Semantic Pre-Aggregation Rollups

Semantic-layer queries can now be served from locally-materialized Parquet rollups instead of round-tripping to the warehouse, with a background worker that keeps them fresh.
  • Background pre-aggregation worker — A coordinator-driven worker evaluates each rollup’s refresh_key, rebuilds stale rollups in parallel, and materializes results to local Parquet via a hot-swap rename. Empty rollups don’t poison the manifest, and crash-recovered cycles are retried from scratch on the next tick.
  • Fast path on every semantic query surface — The local Parquet path is wired into every place semantic queries execute: workflow and procedure semantic_query steps, the IDE Run button on /semantic, the analytics agent pipeline (both serial and fan-out execution), and the Builder’s semantic_compiler tool. When a query matches a fresh rollup, it serves from Parquet via an in-process DuckDB instance; otherwise it falls back to the warehouse.
  • Three-layer freshness — Per-query freshness is verified by an in-memory cache, the on-disk manifest’s build_date (which survives restarts), and a SQL refresh_key check against the warehouse. The operator-configurable pre_aggregations.refresh_worker.renewal_threshold controls how aggressively the worker rebuilds.
  • Pre-aggregation badge in the UIQueryExecuted events now carry an is_preagg flag. Analytics agent thread SQL blocks, workflow semantic_query results, and procedure runs all surface a Pre-aggregated badge so users can see at a glance which queries served from a rollup.
  • Rollup explorer integration — The semantic explorer surfaces rollup detail with click-to-apply dimensions and measures, so it’s easy to see which rollups feed which questions.

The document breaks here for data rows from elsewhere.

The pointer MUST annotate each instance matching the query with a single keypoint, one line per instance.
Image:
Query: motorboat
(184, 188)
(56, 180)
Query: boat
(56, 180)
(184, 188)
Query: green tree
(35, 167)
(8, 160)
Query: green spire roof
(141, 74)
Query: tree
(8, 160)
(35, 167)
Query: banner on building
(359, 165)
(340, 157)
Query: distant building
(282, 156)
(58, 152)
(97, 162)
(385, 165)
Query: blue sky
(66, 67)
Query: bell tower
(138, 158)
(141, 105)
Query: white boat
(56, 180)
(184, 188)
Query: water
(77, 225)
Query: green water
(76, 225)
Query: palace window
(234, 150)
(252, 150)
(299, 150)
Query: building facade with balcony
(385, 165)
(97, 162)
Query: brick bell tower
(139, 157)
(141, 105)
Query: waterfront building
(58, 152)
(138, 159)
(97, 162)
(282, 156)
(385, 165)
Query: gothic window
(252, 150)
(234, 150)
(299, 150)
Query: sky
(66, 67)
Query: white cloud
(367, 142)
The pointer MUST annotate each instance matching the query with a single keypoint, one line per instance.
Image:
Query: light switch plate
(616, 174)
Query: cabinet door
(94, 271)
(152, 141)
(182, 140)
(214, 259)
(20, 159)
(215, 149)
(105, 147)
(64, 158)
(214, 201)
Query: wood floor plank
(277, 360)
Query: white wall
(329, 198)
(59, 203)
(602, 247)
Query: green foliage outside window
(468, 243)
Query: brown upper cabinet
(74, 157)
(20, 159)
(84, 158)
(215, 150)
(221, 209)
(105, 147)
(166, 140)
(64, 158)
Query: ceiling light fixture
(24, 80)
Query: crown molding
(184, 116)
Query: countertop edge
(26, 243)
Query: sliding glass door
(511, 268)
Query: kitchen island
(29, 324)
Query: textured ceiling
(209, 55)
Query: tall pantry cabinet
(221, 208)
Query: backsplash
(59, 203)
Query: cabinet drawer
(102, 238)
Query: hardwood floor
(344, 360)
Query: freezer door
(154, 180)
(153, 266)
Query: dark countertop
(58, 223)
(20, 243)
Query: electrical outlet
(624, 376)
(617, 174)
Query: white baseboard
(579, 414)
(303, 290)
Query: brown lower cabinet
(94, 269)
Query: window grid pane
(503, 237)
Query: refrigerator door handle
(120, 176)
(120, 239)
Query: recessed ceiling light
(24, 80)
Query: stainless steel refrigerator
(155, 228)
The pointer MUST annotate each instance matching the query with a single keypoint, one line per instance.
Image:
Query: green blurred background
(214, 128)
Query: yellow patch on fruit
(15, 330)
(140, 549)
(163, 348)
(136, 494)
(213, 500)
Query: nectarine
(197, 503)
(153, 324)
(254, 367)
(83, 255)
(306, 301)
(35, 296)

Workspaces in Git Subdirectories

Oxy now supports git repositories where the workspace lives in a subdirectory, not at the repo root — a common pattern when several Oxy workspaces share a single repo.
  • Automatic git root discovery — Workspace tooling now walks up from the workspace directory to find the actual .git entry, mirroring git’s own discovery behavior. Git operations resolve to the correct repo regardless of where in the tree the workspace lives.
  • Correct GitHub URLs from the IDE header — Links from the IDE now include the subdirectory path (/tree/<branch>/packages/my-app) so they jump to the right folder on GitHub. Workspaces at the repo root continue to work unchanged.

Platform Improvements

Pre-Aggregation Reliability

  • Crash-recovery for stuck pre-aggregation cycles — Any pre-aggregation runs left in running at startup are now marked failed so the next tick can retry from scratch, instead of blocking the worker indefinitely. Database errors during recovery are logged rather than silently swallowed.
  • Workspace-scoped pre-aggregation runs — Pre-aggregation runs now carry a workspace_id so the worker schedules and tracks them per tenant. Fixes a compile-time regression where the background worker hadn’t been updated to the new run-insertion signature.
  • Defensive overflow handling on Every intervals — Extremely large Every interval values no longer cause spurious continuous rebuilds. The overflow case is logged with the interval and rollup hash and treated as “always fresh” until the misconfiguration is corrected.

Workspace Examples

  • Missing example view restored — The starter workspace shipped without one of its expected example .view.yml files, which broke a downstream example dashboard. The missing view is now included again so oxy init workspaces work end-to-end out of the box.